01話:ホワイト

「貴方の部屋は二階なので、ちょっと面倒ですけどそこの階段で行きましょうか」

 受付傍にある階段を早々に上る案内人さんを前に、僕は急いで後を追う。上り終えたその先には、ひとつに扉がそびえたっていた。一見重そうなそれを案内人さんが簡単に開け、「こっちです」と案内人さんはそう言って一度僕を視界に捉えて扉を抜ける。それに倣って僕も足を勧めた。すると、左側にはまた別の簡素な扉が並んでいるのがよく分かった。それがどうやら僕らに割り振られている部屋のようで、扉にかかっているプレートには、順に『120』『121』……と書いてあった。

「えーっと……? あ、相谷さんの部屋は127号室ですね」

 果たしていくつまであるのか分からないけど、廊下は広くて長い。僕たちが来た右側の部屋が120号室から始まっているってことは最低でも130はあるのだろうけど、もっとあるんじゃないだろうかと思ってしまう。124号室を抜けたその時、ガチャリと無機質な音が後ろから聞こえてくる。僕は、気付けば後ろを振り向いていた。
 僕の視線の先には、モップとパケツを持った男の人がいる。その人もまた、こちらを視界に入れているらしい。

「あ、掃除士さーん。今日も掃除ですか?」
「……どうも」

 掃除士。そう呼ばれた人は、聞き逃してしまいそうなくらいに小さな声で一言だけ口にした。

「127号室の相谷さん。今日から一週間だそうですから、覚えておいてくださいね」
「え、えーっと……宜しくお願いします」

 僕は、かなりぎこちない挨拶を掃除士さんにむける。掃除士さんはその様子をじっと見た後、小さなお辞儀をして僕たちとは反対方向へと去っていった。

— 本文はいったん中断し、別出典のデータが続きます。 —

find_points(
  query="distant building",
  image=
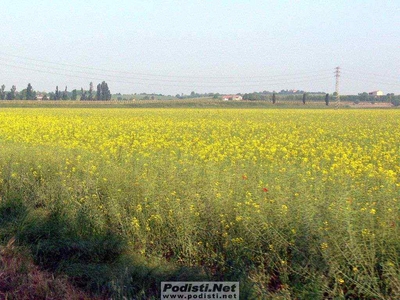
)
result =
(376, 93)
(39, 97)
(231, 97)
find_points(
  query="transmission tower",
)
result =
(337, 75)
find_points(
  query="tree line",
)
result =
(102, 94)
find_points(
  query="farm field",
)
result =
(292, 203)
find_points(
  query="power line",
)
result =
(153, 82)
(160, 75)
(337, 75)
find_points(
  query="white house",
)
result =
(376, 93)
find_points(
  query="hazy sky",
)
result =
(221, 46)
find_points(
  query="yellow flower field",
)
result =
(297, 203)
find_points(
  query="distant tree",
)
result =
(21, 95)
(57, 95)
(74, 95)
(105, 93)
(364, 96)
(98, 94)
(83, 95)
(90, 96)
(65, 94)
(30, 94)
(2, 92)
(11, 95)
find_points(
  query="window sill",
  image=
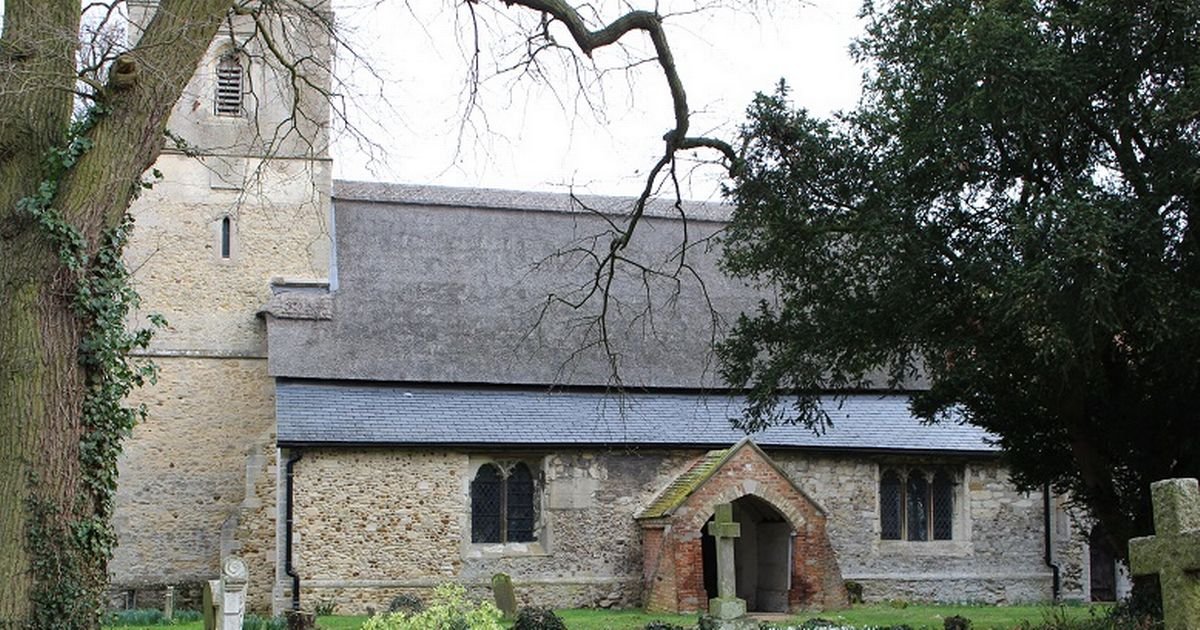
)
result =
(925, 547)
(504, 550)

「あの人、いつもあんな感じなので気にしないで下さいね」

 掃除士さんということは、ここのお掃除担当の人なのだろう。この後一体どこに向かうのか気になりはしたものの、それ以上の詮索をすることはなく、再び歩みを進めた。と言っても、足を止めることになるのはすぐのことだった。

「ここですね。相谷さんの部屋は」

 そう口にして、案内人さんが足を止めた。視線の先にある扉の番号は、『127』だ。どうやら早々に僕の部屋に辿り着いてしまったらしい。
 案内人さんは首から下げている鍵を手に取り、当たり前のように鍵を開ける。一つしか持っていないようだけれど、どれもこの鍵で開くのだろうか? そんな思いを持ってしまったからなのか、ガチャリという鍵の開く音によって現実へと戻されたような気がした。「どうぞ」と促されるまま先に部屋の中に入る。そして、僕はとても驚いた。

「青……?」

 だってその部屋は、今までの白い空間とは比べ物にならないくらいに壁や家具など全てのモノが薄い青のような色で溢れていたからだ。

「秘色(ひそく)、聞いたことないですか?」
「ひそく……?」
「簡単に言うと、浅い緑ってところですかね。見た目は青に近いですけど」

 どうやら、この色は秘色というものらしい。聞いたことのない色の名前だけれど、それは僕の記憶がないからなのか、それとも世間一般的に聞きなじみのないものなのか、その判断をするのは少し難しかった。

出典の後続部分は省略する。